The Wall Street Journal recently reported that the inquiry focuses on whether the companies’ hiring practices prevent computer engineers and other technology workers from changing jobs for higher pay or better benefits.
The newspaper quoted antitrust experts who said the Justice Department could argue that an agreement between competitors to hold down labor costs is as much a violation of antitrust laws as an agreement to fix prices.
Gardner often is surprised to find that when he discusses hiring issues with business professionals, most have no ethical qualms about stealing a customer from or losing a customer to a rival. But they believe the practice of laterally hiring employees is ethically “charged” in some way.
“The employee-employer relationship is simply an ongoing but open-ended economic transaction that either party may terminate at will,” he said. “Both parties realize the relationship is not permanent but when a better offer from an outside employer unexpectedly ends the relationship, the original employer takes the loss personally rather than just as a normal part of business.”

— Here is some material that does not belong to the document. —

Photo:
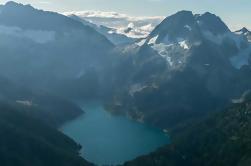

Gardner previously has studied how firms respond when their employees have been poached. A developing project analyzes in detail a number of lateral hiring transactions and how they transpired.
He is often asked whether lateral hiring is impacted by a recession. Like most job activity, lateral hiring is down when the economy is bad. But as business picks up, companies may look to the currently employed to boost their ranks again. They may assume, right or wrong, that the most productive employees were retained by companies who survived the recession but experienced lay-offs.
“That principle doesn’t apply to any single individual,” Gardner cautions. “But in the aggregate, if you were a betting person, you might believe it’s better to hire the currently employed, and that is not good news for the unemployed.”